Mediation in freefall due to lack of legal aid
The Law Society of England and Wales is today (25 October) warning that the backlogs and delays in the family courts, which are affecting tens of thousands of children, will continue until legal funding is restored for early legal advice.
Analysis reveals the government’s ambition of encouraging mediation has been fundamentally undermined by its own decision to cut funding for early legal advice for family matters.
The latest statistics* show mediation has collapsed over the last decade, with 19,000 fewer assessments (down 62%), 6,000 fewer case starts (down 46%) and 4,700 fewer successful agreements (down 53%).
It comes as the number of private family law cases involving children reached 97,098 in 2022/23, up 17% from 82,818 in 2021/22.**
Law Society president Nick Emmerson said: “If the government is serious about tackling the backlogs and delays in the family courts, they must reinstate legal aid funding for early advice.
“It is the key to the government’s push to encouraging separating couples to mediate, many of whom will otherwise have to navigate the system without representation***, adding further delay and distress.
"Without action we will continue to see thousands of couples and their children unnecessarily caught up in the legal system and unable to move on with their lives.”
Notes to editors
* Mediation statistics taken from the Legal Aid Statistics: April to June 2023:
“The biggest increases have been in private law proceedings. We worked with 97,098 children in private law proceedings in 2022/23 compared with 82,818 in 2017/18, an increase of 17.2%”
*** Since the Legal Aid, Sentencing and Punishment of Offenders Act (LASPO) was introduced, there has been a huge rise in the number of people representing themselves in private family law cases. The proportion of private family law cases where both parties are represented fell from 45% in 2012 to just 19% in 2022, while the proportion of cases where neither party was represented increased from 13% to 39% over the same period:
In April 2013, private family law was removed from scope via the LASPO except in relation to domestic violence or child protection cases.

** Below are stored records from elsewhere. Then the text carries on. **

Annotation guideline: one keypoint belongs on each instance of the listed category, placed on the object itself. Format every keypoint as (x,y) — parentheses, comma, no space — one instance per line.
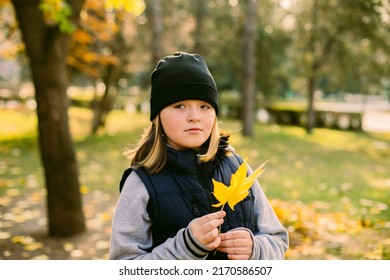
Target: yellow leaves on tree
(135,7)
(239,186)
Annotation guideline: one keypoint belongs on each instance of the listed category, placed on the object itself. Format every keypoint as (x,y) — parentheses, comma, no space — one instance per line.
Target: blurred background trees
(304,49)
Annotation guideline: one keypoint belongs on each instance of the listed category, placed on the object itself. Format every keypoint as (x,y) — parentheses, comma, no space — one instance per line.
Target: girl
(164,210)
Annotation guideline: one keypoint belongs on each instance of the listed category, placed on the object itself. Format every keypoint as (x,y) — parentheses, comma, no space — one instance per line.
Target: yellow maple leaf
(239,186)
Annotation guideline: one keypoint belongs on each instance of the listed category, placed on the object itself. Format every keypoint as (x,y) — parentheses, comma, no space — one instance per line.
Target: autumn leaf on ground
(239,186)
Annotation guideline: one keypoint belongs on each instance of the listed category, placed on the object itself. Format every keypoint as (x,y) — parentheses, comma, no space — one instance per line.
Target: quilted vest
(182,191)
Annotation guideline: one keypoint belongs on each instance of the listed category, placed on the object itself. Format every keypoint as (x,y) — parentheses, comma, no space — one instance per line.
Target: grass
(338,171)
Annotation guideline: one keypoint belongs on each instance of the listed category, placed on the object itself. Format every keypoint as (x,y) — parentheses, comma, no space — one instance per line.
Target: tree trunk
(311,118)
(47,49)
(200,16)
(249,83)
(156,19)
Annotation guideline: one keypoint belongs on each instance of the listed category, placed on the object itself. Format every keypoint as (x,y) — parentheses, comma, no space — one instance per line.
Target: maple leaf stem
(219,228)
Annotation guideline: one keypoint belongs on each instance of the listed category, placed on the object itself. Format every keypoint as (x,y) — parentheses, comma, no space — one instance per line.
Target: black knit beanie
(178,77)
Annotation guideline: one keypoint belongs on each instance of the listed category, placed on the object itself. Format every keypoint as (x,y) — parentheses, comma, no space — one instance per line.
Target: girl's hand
(205,229)
(237,244)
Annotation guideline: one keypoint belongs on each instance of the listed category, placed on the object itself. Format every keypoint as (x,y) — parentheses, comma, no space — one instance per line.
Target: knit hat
(178,77)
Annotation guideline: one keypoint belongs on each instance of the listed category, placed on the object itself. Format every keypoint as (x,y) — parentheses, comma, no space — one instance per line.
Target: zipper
(196,209)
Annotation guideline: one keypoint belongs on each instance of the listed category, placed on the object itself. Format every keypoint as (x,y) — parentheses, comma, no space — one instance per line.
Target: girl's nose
(193,115)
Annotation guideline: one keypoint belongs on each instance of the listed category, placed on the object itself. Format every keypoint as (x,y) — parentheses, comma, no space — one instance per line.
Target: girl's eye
(179,106)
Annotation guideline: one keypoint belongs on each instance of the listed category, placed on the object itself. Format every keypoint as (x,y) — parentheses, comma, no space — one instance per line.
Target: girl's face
(187,124)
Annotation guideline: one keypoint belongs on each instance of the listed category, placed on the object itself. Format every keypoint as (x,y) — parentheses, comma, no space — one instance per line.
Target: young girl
(165,207)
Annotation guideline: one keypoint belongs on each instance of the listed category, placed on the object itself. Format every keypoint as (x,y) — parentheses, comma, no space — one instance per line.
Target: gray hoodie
(131,230)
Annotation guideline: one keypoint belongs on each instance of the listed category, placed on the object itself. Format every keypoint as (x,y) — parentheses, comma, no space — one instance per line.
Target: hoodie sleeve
(270,241)
(131,236)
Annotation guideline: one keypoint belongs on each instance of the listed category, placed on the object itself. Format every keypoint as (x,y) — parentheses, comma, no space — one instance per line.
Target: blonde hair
(150,151)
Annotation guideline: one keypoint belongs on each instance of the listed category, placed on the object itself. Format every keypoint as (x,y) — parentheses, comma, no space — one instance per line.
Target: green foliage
(330,188)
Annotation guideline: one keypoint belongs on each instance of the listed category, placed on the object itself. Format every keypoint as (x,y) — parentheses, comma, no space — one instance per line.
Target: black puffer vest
(182,191)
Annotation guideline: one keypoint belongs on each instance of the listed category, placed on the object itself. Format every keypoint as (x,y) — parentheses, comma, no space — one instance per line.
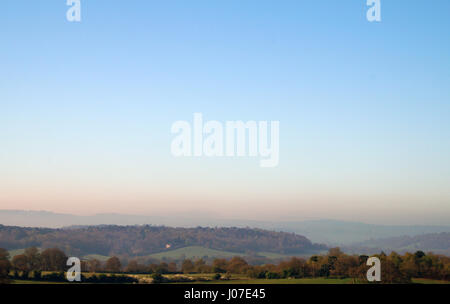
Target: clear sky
(364,108)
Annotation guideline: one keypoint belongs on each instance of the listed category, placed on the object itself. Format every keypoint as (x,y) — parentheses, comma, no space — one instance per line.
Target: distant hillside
(438,243)
(334,232)
(147,240)
(331,232)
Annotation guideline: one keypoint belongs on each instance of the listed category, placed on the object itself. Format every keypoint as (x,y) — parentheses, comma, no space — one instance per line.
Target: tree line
(395,268)
(144,240)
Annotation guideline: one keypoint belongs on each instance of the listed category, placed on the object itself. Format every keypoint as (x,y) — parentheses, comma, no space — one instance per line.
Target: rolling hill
(147,240)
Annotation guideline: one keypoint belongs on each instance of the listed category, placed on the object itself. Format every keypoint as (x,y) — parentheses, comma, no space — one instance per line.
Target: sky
(86,108)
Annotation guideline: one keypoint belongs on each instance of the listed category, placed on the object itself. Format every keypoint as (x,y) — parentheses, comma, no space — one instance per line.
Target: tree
(34,258)
(20,263)
(53,259)
(94,265)
(113,264)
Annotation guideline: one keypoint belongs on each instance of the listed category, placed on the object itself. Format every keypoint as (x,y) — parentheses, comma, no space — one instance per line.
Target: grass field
(192,252)
(189,252)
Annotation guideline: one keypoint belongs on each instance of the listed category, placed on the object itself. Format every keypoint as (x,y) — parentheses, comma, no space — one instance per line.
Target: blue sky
(364,108)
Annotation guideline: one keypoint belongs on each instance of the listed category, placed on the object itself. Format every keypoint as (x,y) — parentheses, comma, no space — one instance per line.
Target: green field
(192,252)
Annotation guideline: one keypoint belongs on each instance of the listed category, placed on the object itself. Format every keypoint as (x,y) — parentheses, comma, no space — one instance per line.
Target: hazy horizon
(364,108)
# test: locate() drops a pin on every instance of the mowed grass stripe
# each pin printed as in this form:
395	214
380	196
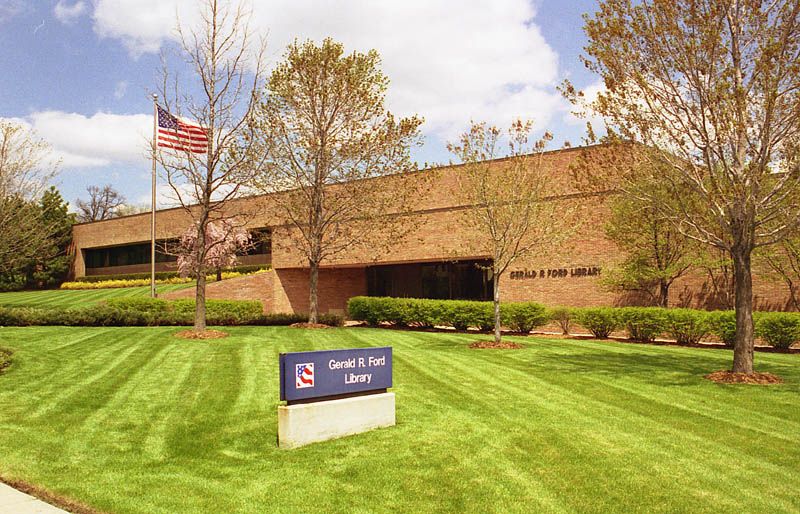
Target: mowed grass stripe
63	298
626	417
558	426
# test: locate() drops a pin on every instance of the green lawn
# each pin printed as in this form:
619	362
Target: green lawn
76	298
134	420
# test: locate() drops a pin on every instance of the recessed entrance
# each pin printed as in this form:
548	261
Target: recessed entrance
457	280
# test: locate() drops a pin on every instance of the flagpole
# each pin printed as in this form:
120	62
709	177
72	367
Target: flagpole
153	202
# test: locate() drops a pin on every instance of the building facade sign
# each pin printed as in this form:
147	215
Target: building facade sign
555	273
314	376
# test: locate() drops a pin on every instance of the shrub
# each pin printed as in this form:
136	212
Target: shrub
687	326
643	323
779	329
361	308
723	325
149	312
5	358
524	316
460	314
143	279
333	320
600	321
562	316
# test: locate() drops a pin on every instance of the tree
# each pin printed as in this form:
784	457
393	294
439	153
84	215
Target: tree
103	203
325	134
227	76
784	260
509	203
223	239
711	91
656	253
24	175
51	265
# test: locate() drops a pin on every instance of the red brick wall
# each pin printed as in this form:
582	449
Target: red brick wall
439	232
258	286
336	286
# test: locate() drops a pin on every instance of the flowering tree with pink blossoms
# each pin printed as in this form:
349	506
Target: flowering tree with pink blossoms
223	240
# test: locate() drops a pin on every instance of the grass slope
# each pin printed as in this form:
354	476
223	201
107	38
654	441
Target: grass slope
133	420
77	298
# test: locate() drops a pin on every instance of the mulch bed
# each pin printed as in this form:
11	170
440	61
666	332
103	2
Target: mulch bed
309	325
205	334
491	345
51	498
729	377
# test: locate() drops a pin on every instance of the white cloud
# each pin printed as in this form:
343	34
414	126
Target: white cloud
91	141
120	89
590	94
449	62
66	13
10	9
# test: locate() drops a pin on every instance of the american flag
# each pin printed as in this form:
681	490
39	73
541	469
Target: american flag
304	375
180	135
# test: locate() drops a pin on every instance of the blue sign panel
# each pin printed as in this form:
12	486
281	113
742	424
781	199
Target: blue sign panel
307	375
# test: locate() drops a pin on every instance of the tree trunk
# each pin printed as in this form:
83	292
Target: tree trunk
200	303
663	293
313	309
496	298
743	298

In 2019, the government admitted that the decision to take private family law out of scope for legal aid was “the most significant factor” in the fall in mediation over the last decade:
“The loss of the primary referral routes to mediation is the most significant factor in the post-LASPO decline in MIAM uptake. Prior to LASPO, the majority of referrals to mediation were made by legal aid funded solicitors. The removal of private family law from the scope of legal aid removed the opportunity to refer cases towards mediation.”